Monday, October 13, 2008

In My Opinion...
Master Class Etiquette, At Home and Abroad

When giving a master class or private lesson to people who are not your regular students, I feel it is very important to not do or say anything that might come across as disrespectful to those students' teachers and/or their work with those students.

Also, I have heard many stories from students going to workshops and seminars in other countries outside their own country. This may seem farther afield, but I think the principle still applies.
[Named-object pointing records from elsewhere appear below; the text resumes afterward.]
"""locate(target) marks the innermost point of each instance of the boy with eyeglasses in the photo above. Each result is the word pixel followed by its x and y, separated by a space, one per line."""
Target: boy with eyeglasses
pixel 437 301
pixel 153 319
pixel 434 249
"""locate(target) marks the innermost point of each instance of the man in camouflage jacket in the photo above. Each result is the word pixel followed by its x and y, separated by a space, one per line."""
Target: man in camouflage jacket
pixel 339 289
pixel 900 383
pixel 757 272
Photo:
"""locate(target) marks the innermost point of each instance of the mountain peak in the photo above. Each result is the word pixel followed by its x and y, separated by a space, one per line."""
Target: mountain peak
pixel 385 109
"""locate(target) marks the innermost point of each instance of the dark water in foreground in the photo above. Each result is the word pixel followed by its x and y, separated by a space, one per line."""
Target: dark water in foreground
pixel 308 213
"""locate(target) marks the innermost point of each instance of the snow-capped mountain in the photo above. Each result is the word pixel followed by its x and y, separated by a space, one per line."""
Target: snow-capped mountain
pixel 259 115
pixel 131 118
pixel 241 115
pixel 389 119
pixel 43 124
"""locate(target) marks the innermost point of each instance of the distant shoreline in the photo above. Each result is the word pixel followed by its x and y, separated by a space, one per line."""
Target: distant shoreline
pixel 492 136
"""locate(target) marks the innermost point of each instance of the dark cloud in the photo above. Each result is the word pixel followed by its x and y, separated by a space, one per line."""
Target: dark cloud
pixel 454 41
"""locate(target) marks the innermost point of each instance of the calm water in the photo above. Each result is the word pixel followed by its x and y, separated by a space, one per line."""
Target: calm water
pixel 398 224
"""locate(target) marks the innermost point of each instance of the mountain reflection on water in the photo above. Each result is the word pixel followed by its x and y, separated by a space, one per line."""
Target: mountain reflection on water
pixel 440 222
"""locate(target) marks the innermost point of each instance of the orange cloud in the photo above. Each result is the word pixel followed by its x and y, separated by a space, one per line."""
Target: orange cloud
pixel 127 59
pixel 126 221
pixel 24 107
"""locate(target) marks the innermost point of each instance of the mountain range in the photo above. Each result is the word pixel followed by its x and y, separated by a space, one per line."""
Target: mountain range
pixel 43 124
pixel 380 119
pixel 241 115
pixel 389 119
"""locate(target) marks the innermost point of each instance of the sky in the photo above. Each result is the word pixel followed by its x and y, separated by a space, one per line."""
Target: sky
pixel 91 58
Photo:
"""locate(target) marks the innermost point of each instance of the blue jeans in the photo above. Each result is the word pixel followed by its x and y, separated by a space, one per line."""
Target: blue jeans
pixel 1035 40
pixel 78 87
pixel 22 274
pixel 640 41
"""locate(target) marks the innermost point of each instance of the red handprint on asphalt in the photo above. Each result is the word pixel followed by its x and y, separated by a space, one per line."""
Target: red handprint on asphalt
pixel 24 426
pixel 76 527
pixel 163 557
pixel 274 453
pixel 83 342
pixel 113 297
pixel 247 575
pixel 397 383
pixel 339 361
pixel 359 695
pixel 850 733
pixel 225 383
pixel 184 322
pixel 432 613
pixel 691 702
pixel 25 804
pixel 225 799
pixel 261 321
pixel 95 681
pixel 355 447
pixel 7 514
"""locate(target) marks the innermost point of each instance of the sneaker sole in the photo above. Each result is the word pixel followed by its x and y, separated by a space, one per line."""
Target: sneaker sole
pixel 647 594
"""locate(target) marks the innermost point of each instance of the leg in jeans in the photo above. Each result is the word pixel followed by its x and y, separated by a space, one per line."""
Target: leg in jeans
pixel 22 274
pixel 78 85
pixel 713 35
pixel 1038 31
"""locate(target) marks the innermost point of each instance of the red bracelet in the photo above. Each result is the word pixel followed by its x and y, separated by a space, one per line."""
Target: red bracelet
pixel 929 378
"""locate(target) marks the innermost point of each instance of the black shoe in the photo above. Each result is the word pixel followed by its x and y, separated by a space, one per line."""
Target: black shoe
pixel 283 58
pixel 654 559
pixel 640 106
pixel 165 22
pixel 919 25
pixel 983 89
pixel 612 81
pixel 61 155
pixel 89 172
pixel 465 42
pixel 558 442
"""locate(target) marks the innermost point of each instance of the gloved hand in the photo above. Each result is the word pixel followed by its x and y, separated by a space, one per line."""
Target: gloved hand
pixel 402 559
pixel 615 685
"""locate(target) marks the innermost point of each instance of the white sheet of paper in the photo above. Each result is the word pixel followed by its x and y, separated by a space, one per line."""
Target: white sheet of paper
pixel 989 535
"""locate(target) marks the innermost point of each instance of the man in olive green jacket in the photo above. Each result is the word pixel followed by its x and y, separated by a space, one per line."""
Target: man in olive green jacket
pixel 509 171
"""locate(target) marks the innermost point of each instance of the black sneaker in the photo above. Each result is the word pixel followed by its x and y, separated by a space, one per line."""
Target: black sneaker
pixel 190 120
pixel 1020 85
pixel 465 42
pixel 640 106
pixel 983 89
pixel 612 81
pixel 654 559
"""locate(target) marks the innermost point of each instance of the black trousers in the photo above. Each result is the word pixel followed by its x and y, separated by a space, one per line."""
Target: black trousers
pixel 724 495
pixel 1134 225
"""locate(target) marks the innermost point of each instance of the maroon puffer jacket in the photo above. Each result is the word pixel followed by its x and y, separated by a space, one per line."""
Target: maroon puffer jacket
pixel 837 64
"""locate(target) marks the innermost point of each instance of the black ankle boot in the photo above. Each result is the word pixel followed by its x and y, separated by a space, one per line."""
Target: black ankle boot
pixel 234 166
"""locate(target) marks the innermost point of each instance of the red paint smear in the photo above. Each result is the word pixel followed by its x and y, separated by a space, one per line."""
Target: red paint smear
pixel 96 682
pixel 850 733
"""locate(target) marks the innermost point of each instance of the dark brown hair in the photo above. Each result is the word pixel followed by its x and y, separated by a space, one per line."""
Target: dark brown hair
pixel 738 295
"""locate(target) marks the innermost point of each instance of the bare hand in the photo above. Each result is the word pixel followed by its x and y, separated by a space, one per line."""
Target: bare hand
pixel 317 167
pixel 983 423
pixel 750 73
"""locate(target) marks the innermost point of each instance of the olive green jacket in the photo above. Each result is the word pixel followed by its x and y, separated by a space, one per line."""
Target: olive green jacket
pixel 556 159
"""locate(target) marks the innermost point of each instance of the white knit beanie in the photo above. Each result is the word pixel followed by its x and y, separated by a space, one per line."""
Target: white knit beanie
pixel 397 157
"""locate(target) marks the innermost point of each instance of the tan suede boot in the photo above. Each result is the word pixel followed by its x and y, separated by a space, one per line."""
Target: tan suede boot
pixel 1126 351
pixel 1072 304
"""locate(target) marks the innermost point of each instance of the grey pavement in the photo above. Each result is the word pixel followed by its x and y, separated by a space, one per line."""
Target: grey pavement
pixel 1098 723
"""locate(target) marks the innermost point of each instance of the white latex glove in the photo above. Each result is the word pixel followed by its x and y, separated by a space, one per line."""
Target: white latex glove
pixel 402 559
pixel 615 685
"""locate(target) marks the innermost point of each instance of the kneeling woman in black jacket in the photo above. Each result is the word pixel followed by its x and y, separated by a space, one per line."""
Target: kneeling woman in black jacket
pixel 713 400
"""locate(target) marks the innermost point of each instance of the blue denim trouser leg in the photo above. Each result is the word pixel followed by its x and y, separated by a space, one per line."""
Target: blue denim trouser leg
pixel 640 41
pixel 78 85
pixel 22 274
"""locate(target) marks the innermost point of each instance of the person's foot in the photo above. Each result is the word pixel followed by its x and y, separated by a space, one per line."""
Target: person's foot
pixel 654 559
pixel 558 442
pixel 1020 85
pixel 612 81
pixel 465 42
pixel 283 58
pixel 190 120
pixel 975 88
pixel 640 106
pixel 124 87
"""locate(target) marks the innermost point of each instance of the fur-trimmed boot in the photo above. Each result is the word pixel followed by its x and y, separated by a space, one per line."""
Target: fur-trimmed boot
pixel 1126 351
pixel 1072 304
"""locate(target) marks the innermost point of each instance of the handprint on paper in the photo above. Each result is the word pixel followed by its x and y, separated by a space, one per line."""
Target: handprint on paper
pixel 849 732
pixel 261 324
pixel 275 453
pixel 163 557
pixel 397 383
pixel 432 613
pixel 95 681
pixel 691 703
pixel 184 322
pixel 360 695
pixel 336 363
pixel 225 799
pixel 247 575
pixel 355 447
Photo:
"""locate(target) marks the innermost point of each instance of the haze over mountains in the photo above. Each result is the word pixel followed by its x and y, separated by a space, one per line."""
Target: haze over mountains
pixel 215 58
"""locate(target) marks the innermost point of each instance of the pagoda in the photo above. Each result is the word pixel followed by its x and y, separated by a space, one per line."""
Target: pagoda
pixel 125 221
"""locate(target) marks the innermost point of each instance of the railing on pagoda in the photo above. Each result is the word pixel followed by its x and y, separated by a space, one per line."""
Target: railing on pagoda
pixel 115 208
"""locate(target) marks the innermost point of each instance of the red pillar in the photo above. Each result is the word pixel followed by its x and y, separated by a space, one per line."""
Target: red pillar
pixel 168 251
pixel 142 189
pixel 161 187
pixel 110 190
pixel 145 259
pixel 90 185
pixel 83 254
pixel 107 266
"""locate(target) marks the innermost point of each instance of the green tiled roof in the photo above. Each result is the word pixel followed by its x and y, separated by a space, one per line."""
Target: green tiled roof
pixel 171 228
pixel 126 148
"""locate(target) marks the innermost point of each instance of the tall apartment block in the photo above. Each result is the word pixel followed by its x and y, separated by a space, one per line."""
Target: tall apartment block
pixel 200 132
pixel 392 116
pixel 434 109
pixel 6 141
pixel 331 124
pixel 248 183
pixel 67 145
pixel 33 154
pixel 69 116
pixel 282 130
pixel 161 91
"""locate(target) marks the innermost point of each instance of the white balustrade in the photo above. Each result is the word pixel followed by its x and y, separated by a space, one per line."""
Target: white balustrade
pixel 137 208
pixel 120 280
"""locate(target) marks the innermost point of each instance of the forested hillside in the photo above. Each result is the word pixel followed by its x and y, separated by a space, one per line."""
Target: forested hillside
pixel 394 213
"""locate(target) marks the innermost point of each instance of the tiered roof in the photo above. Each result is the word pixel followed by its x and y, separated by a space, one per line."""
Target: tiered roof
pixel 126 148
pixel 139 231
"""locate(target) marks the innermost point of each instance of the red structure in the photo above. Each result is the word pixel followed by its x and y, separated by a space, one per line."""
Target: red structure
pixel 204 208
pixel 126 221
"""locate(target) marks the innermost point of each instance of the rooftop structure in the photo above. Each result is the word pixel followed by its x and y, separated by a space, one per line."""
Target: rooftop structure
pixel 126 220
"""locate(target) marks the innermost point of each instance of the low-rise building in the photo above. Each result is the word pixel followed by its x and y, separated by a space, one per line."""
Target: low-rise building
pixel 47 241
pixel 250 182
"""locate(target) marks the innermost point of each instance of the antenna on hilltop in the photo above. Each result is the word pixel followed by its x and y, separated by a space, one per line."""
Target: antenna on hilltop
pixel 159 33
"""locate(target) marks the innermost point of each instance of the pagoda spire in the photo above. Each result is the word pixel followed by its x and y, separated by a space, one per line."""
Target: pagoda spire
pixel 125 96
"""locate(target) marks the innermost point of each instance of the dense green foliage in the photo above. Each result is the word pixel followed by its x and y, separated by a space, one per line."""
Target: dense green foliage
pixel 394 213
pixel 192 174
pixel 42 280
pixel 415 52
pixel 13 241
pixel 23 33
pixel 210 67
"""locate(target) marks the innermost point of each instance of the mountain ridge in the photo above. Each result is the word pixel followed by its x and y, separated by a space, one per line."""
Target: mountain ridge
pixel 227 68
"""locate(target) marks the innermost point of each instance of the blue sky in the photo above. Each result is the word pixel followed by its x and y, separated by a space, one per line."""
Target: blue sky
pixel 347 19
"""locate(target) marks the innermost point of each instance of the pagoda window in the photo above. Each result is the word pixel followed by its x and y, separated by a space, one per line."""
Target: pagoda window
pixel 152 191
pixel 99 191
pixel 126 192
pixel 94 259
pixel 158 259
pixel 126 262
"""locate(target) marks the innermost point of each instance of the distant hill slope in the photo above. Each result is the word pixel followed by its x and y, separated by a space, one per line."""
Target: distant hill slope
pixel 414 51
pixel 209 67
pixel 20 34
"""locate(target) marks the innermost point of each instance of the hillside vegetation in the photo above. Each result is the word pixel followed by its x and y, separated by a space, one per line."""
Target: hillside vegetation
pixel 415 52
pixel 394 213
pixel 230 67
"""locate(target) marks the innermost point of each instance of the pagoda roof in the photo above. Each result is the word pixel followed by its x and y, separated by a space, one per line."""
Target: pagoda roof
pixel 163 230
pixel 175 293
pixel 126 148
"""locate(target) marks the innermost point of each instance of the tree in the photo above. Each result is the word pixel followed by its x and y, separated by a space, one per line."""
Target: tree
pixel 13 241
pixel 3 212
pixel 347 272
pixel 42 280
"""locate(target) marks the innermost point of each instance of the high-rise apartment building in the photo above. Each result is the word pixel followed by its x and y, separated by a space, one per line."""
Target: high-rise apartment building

In this case, I still feel it is important to have a sense of respect for the other various ways and styles of playing other than one's own.

For example, if I am giving a master class in a place where the teaching style and the equipment used are different to my own, I don't suggest that someone should get a new horn or say to them, "Get rid of that instrument because it is junk and the the tone is terrible!" like I have heard some people say in their master classes.

There is not one way to play nor one instrument to play. This, I think, is the kind of attitude that breeds a frozen, one-dimensinal viewpoint that does not breathe or let in new light. Why can we not embrace the differences as all a part of the marvelous spectrum that life and art is? If we were all meant to be exactly the same, then why weren't we all born in the same country, all with exactly the same genetics?

I also do not think it is right, in most cases, to change someone's embouchure at a summer festival if you are not, as a teacher, going to be around to see it through. It is one thing to make suggestions but to insist on a dramatic physical or style change, in a short period of time, actually could be very harmful for some people.

To give some advice and offer some ideas, in the musical or playing realms, that add to the person's musical development is one thing. To degrade and insist that there is only one instrument and one way to play and/or only one interpretation of a piece of music and to attempt to impose significant changes on a student with whom you do not regularly work, is insensitive, arrogant and unrealistic--in my opinion.